I have use filebeats to collect logs and sent to kafka.
1000 /sec, the cpu usage is 4%.
9000+ /sec, the CPU usage reach to 500+%.
AWS ec2 with 24 core.
can you share your filebeat config please? Any filebeat log?
fielbeat config
filebeat:
# List of prospectors to fetch data.
prospectors:
- input_type: log
paths:
- /opt/xxxx.log
tail_files: true
output:
kafka:
hosts: ["foo.com:9092"]
topic: "foo_staging"
use_type: false
client_id: "tests"
# The number fo workers to use for this output
worker: 2
# The maximum number of events to bulk in a single request.
bulk_max_size: 16384
# The number of seconds to wait for responses from the kafka brokers before timing out.
broker_timeout: "30s"
# KeepAlive specifies the keep-alive period for an active network connection. If zero, keep-alives are disabled. (default is 0: disabled).
keep_alive: 0
# The maximum amount of time the server will wait for acknowledgments from followers to meet the acknowledgment requirements the producer has specified with the acks configuration
timeout: 30
# ACK reliability level required from broker. 0=no response, 1=wait for local commit, -1=wait for all replicas to commit. The default is 1.
required_acks: 0
# The number of seconds to wait for new events between two producer API calls.
flush_interval: 5
logging:
files:
rotateeverybytes: 10485760 # = 10MB
The higher the throughput, the higher CPU usage due to filebeat reading + encoding more lines. But I've no idea what's going on here or any of your test setup.

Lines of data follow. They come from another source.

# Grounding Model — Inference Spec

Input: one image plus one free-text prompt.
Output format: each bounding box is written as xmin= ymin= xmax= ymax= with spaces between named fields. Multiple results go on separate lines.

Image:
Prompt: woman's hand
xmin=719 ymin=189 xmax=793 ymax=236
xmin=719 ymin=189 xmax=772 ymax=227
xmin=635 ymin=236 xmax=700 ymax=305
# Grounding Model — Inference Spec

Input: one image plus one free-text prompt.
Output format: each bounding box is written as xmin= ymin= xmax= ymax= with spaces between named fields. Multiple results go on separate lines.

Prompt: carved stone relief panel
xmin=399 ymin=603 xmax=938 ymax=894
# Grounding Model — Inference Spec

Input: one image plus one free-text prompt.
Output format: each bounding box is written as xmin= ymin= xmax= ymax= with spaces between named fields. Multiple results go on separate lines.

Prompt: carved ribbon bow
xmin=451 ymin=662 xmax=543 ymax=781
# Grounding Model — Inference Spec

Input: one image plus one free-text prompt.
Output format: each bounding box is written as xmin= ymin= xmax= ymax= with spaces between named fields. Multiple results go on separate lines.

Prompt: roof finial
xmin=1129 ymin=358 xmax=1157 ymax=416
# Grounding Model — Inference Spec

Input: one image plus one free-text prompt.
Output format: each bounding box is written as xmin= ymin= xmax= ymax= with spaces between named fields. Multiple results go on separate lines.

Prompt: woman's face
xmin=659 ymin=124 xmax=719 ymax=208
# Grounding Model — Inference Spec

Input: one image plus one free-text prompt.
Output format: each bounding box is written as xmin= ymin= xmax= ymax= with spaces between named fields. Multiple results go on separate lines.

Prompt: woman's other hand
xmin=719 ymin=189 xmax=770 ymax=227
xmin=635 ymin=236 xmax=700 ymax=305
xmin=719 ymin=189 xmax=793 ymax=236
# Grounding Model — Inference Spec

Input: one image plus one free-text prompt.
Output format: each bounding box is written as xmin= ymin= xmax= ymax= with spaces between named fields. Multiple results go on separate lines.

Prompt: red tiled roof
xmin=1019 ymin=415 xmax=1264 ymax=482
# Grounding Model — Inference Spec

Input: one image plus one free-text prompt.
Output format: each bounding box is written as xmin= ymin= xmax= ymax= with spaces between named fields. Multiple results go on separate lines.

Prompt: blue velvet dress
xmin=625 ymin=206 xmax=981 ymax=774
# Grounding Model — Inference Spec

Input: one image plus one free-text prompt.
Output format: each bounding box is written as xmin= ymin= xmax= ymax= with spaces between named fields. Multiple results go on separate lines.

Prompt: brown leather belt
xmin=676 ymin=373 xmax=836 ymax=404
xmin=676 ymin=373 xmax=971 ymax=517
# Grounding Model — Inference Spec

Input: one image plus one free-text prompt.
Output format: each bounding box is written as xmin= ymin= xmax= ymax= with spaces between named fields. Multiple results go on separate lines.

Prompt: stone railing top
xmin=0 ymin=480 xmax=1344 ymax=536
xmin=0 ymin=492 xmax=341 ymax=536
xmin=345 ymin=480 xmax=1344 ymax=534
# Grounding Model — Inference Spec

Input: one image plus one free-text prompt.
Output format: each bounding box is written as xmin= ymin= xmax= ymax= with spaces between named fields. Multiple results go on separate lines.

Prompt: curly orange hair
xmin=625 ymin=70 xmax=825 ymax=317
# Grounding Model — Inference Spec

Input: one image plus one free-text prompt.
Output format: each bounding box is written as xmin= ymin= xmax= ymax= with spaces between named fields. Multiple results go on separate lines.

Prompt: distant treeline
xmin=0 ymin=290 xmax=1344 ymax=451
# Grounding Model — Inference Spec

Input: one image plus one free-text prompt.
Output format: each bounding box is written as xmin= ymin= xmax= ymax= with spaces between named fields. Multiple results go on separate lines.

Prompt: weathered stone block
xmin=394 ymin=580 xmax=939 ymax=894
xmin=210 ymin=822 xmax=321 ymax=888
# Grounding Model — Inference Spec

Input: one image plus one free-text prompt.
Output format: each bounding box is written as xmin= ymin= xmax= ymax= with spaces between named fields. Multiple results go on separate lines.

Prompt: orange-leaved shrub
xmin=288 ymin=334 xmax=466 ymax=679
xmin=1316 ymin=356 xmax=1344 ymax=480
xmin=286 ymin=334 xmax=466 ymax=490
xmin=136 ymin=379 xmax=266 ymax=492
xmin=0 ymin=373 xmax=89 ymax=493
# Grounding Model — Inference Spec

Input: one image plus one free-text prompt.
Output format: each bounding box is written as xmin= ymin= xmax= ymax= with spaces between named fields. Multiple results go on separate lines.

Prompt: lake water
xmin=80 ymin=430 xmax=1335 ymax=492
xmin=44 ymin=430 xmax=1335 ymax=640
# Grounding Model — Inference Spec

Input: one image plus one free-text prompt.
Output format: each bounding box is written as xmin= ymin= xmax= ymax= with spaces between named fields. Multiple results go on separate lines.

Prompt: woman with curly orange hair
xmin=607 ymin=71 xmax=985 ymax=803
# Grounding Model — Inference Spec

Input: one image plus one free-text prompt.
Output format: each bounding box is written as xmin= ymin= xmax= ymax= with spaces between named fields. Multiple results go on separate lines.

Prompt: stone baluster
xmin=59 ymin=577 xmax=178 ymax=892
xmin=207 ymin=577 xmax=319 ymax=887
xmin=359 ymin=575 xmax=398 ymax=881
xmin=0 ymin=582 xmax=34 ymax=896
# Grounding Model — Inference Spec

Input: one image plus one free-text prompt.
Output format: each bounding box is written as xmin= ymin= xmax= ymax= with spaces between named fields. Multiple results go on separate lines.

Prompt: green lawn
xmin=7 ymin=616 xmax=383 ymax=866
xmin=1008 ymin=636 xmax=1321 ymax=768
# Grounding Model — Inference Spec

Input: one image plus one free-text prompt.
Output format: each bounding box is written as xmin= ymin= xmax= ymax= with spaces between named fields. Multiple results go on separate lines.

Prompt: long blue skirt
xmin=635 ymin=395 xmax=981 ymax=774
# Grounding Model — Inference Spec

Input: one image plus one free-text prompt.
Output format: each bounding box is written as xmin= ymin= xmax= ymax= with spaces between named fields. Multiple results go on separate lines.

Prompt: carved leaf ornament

You have one filebeat sending to how many kafka nodes? How many partitions does your topic have?
How do you measure throughput and generate different loads? (1000/sec vs 9000+/sec ?)
can you set warning level in filebeat.yml and check log file for any errors/warning?
having set worker: 2
configures filebeat to double the number of kafka clients + worker routines doing IO.